The star French pastellist of the middle of the eighteenth century was undoubtedly Maurice Quentin de La Tour (1704–1788), whose works are readily seen in the Louvre and elsewhere. Little is known about his childhood or training, except that he was the son of a musician, and was born in Saint-Quentin in northern France. He appears to have at least started an apprenticeship with a local painter, then went to Paris to paint for a living in 1723, and turned to pastels by about 1727.
He seems to have struck lucky early in his career, as in about 1731 he painted a portrait of the great philosopher Voltaire which was engraved, and presumably sold as a print. He exhibited at the Salon from 1737, a portrait of the wife of the artist François Boucher and the first of a series of a hundred and fifty self-portraits, which were to become popular features of the Salon for the following thirty-six years.
This brought him recognition by the Royal Academy, and at the royal court.
His Portrait of Gabriel Bernard de Rieux from 1739-41 shows the son of one of the leading financiers of the day, who is wearing his robes of office as the president of the second Court of Inquiry in the parliament in Paris. He is shown looking erudite in his study, which La Tour paints in minute detail. This portrait was exhibited at the Salon of 1741.
Painted in pastels in 1745, La Tour’s lavish Portrait of Duval de l’Épinoy shows the Marquis de Saint-Vrain (1696-1778), another of the leading financiers of the day. This was shown at the Salon of 1745 to great acclaim, eliciting the compliment that La Tour was the King of Pastels. By this time, the artist had his own apartment in the Louvre Palace, giving him ready access to paint portraits of members of the court.

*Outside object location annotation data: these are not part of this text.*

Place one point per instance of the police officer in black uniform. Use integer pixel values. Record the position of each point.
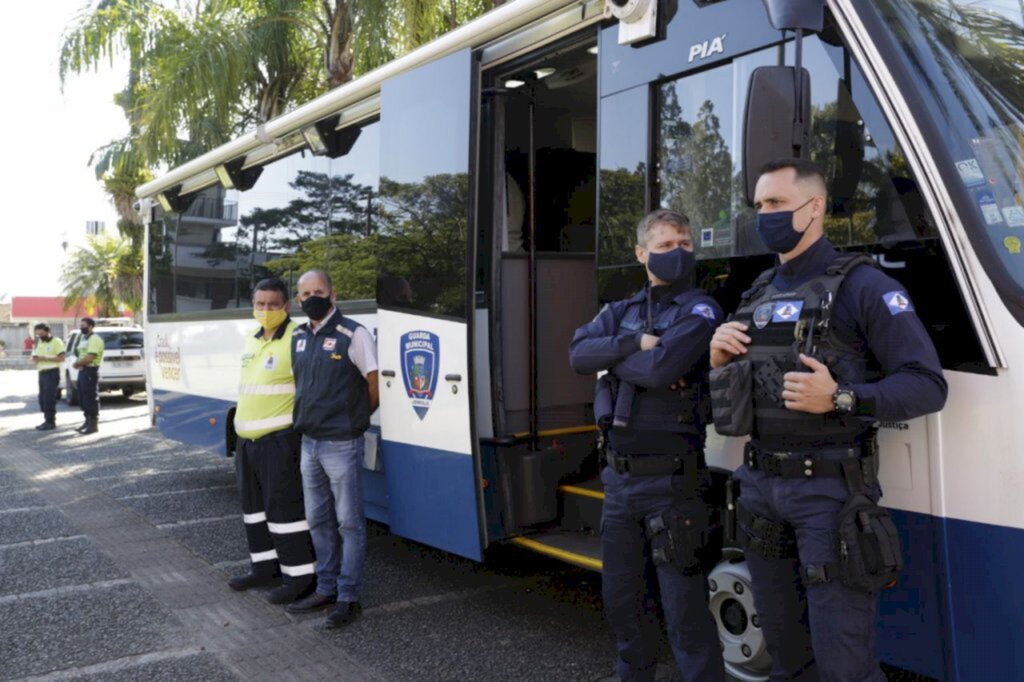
(833, 346)
(655, 521)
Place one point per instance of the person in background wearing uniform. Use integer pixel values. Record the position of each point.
(813, 440)
(90, 356)
(267, 455)
(653, 346)
(48, 355)
(335, 360)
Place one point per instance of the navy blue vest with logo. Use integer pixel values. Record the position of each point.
(659, 416)
(332, 398)
(783, 324)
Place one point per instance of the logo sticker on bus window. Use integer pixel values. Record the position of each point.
(420, 356)
(970, 172)
(1014, 216)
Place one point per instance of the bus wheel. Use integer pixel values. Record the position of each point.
(743, 644)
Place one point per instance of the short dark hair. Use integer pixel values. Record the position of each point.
(805, 168)
(272, 284)
(668, 216)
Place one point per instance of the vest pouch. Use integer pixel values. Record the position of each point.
(869, 554)
(732, 398)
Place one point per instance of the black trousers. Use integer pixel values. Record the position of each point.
(49, 381)
(88, 391)
(270, 486)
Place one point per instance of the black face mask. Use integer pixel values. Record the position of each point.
(316, 307)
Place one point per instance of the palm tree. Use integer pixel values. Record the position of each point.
(108, 272)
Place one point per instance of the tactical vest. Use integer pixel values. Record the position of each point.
(266, 392)
(782, 325)
(333, 399)
(87, 345)
(685, 411)
(50, 348)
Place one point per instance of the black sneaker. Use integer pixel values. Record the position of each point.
(243, 583)
(313, 602)
(343, 613)
(289, 592)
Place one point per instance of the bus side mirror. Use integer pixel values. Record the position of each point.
(773, 126)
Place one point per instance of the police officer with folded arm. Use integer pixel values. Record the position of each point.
(822, 347)
(90, 356)
(655, 521)
(267, 455)
(48, 354)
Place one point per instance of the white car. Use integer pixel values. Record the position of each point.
(123, 368)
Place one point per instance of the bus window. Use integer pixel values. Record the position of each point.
(875, 204)
(304, 212)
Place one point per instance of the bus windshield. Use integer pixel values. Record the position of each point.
(967, 59)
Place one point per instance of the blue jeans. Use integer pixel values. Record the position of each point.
(332, 483)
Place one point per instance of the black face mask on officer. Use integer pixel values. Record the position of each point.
(672, 266)
(316, 307)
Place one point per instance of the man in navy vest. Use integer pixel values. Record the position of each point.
(651, 403)
(813, 442)
(335, 364)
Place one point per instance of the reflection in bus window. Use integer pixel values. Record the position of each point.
(304, 212)
(875, 202)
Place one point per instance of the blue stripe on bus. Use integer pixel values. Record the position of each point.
(987, 599)
(432, 498)
(956, 611)
(185, 418)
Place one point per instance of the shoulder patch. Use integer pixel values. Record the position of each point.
(897, 302)
(704, 310)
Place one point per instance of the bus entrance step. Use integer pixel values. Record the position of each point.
(581, 549)
(582, 505)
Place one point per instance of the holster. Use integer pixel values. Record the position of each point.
(688, 536)
(869, 553)
(732, 398)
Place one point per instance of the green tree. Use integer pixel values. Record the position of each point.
(107, 271)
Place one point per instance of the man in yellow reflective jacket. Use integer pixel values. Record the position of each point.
(90, 356)
(267, 455)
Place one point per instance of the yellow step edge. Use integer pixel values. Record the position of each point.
(556, 432)
(585, 492)
(568, 557)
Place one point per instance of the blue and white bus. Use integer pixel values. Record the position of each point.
(475, 202)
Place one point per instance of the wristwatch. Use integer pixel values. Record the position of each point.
(844, 400)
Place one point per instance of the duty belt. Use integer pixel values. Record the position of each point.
(809, 464)
(653, 465)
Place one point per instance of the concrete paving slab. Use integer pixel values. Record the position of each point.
(214, 541)
(42, 635)
(203, 667)
(35, 524)
(34, 567)
(171, 506)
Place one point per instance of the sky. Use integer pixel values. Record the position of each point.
(49, 190)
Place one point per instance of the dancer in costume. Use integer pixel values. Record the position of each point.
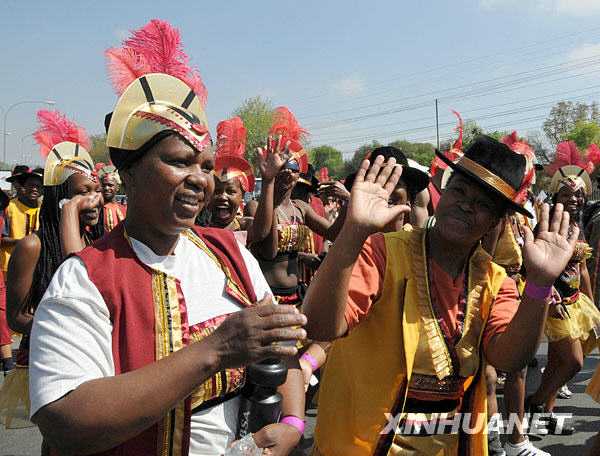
(507, 251)
(574, 321)
(157, 320)
(69, 220)
(420, 309)
(233, 178)
(439, 166)
(411, 186)
(282, 227)
(114, 213)
(21, 218)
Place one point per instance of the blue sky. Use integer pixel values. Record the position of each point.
(352, 71)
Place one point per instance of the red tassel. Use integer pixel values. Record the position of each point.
(154, 48)
(56, 128)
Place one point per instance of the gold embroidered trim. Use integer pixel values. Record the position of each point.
(231, 285)
(440, 356)
(488, 177)
(168, 339)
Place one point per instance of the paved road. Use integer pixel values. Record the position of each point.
(586, 418)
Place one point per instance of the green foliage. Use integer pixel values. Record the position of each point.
(422, 153)
(99, 151)
(352, 165)
(584, 133)
(564, 117)
(327, 156)
(257, 114)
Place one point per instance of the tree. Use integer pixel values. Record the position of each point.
(327, 156)
(584, 133)
(99, 151)
(257, 114)
(564, 116)
(542, 154)
(422, 153)
(352, 165)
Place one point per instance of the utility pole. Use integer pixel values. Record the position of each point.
(437, 125)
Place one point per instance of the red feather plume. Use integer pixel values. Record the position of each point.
(154, 48)
(567, 153)
(519, 145)
(455, 151)
(56, 128)
(286, 125)
(231, 137)
(324, 174)
(593, 154)
(458, 143)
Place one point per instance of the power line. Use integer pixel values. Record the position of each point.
(549, 70)
(460, 63)
(482, 108)
(455, 96)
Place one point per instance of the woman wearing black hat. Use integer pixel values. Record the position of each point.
(410, 187)
(419, 310)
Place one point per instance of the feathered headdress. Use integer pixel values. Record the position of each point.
(229, 157)
(520, 146)
(154, 48)
(56, 128)
(286, 126)
(324, 174)
(159, 91)
(571, 168)
(454, 153)
(64, 145)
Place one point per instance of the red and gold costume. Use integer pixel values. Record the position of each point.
(572, 169)
(148, 305)
(424, 350)
(64, 145)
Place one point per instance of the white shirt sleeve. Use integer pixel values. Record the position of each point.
(71, 338)
(261, 287)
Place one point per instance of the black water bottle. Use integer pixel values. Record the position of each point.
(260, 403)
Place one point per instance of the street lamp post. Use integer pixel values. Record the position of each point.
(48, 102)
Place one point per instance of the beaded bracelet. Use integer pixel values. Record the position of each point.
(537, 292)
(295, 422)
(310, 359)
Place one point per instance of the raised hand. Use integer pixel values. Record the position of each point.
(546, 256)
(257, 333)
(271, 159)
(334, 189)
(368, 209)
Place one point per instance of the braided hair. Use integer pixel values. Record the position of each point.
(49, 234)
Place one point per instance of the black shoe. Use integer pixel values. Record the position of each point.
(495, 445)
(553, 426)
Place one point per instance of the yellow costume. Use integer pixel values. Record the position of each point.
(583, 316)
(21, 220)
(398, 356)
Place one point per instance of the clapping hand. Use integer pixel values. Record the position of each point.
(272, 158)
(368, 209)
(546, 255)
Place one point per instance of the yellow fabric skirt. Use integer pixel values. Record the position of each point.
(593, 388)
(14, 399)
(584, 317)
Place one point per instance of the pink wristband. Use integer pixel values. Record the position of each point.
(536, 292)
(311, 360)
(295, 422)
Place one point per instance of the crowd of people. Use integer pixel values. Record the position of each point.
(402, 296)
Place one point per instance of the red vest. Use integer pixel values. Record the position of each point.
(137, 297)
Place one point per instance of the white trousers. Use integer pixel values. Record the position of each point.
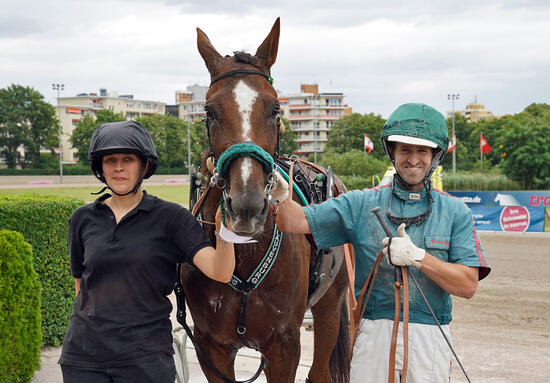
(429, 354)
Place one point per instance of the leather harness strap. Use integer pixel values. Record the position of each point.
(362, 305)
(398, 286)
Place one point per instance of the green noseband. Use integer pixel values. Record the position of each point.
(244, 149)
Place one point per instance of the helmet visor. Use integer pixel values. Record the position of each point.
(411, 140)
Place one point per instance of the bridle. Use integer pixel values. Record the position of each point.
(237, 72)
(248, 149)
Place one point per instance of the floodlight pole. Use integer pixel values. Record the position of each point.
(59, 88)
(189, 152)
(453, 97)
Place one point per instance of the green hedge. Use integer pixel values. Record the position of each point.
(43, 222)
(477, 181)
(20, 335)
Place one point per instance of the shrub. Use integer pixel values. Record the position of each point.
(478, 181)
(20, 335)
(43, 221)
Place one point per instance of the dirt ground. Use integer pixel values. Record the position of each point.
(502, 334)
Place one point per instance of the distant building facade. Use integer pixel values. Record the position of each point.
(71, 110)
(311, 115)
(476, 111)
(189, 103)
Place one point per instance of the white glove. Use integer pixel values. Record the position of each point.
(402, 251)
(280, 190)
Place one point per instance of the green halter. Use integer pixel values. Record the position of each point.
(244, 149)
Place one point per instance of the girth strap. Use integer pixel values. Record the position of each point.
(181, 317)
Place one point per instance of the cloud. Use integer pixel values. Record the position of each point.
(378, 54)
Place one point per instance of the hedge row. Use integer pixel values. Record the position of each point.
(43, 222)
(20, 335)
(478, 181)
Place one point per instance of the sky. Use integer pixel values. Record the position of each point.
(380, 54)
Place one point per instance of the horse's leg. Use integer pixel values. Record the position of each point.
(222, 357)
(331, 353)
(283, 356)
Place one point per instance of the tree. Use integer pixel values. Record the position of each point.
(287, 141)
(526, 142)
(27, 122)
(354, 163)
(347, 134)
(80, 140)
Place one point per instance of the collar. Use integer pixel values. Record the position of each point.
(146, 204)
(407, 195)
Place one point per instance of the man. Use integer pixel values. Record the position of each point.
(433, 232)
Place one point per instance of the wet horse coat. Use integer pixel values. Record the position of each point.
(243, 107)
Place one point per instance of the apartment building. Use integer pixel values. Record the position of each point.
(311, 115)
(189, 103)
(71, 110)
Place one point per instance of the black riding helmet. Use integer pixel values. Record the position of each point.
(122, 137)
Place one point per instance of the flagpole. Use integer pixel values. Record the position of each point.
(453, 97)
(480, 149)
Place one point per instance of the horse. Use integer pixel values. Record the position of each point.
(242, 109)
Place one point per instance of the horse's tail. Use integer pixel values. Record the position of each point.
(340, 358)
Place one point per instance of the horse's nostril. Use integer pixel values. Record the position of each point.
(266, 206)
(228, 206)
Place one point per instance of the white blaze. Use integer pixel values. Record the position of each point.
(245, 97)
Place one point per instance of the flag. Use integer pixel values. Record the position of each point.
(484, 146)
(368, 144)
(452, 144)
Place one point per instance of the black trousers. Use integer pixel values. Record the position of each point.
(160, 370)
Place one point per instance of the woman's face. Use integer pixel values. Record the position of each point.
(122, 171)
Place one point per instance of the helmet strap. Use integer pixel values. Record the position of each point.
(426, 181)
(134, 190)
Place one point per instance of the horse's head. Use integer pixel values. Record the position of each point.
(242, 114)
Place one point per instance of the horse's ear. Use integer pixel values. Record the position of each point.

It was only appropriate that the King of Pastels painted this Portrait of Louis XV of France wearing his finest ceremonial armour in 1748. Louis reigned from the age of five until his death in 1774, the second longest of any French monarch. Unfortunately, he was more devoted to his mistresses from the late 1730s, and when he was gravely ill in 1744, the king’s confession to obtain absolution from his chaplain was distributed publicly, permanently tarnishing his reputation.
Louis first met La Marquise de Pompadour in 1745, and she soon became his mistress and was awarded her title in recognition. La Tour painted this magnificent portrait of her between about 1749-55, when she was the king’s confidante and advisor, as she remained until her death in 1764. The detail below shows La Tour’s finely balanced attention to detail, gestural marks and soft-focus flesh.
La Tour’s Portrait of Anne-Jeanne Cassanéa de Mondonville, née Boucon painted in pastels in 1752 shows a well-known harpsichord player, who married another musician, and lived between 1708-1780. She is naturally sat at her instrument, just about to play.
La Tour not only excelled at modelling the softer surfaces and materials which pastels were so suited to, but tackled the harder and glittery materials used in jewellery and the like. They are particularly well shown in his Portrait of Marie-Josèphe of Saxony, Dauphine of France (1731–1767) painted in 1756-60. Rejoicing under her full name of Maria Josepha Karolina Eleonore Franziska Xaveria of Saxony, she married Louis, son and heir of Louis XV, in 1747, so becoming the Dauphine.
His Portrait of Pierre-Louis Laideguive from about 1761 shows a notary who seems to have passed his time reading.
As he entered his sixties, La Tour’s royal and court portraits tailed off, but he didn’t retire to his home town until he had turned eighty. He died there in 1788, at the age of eighty-three.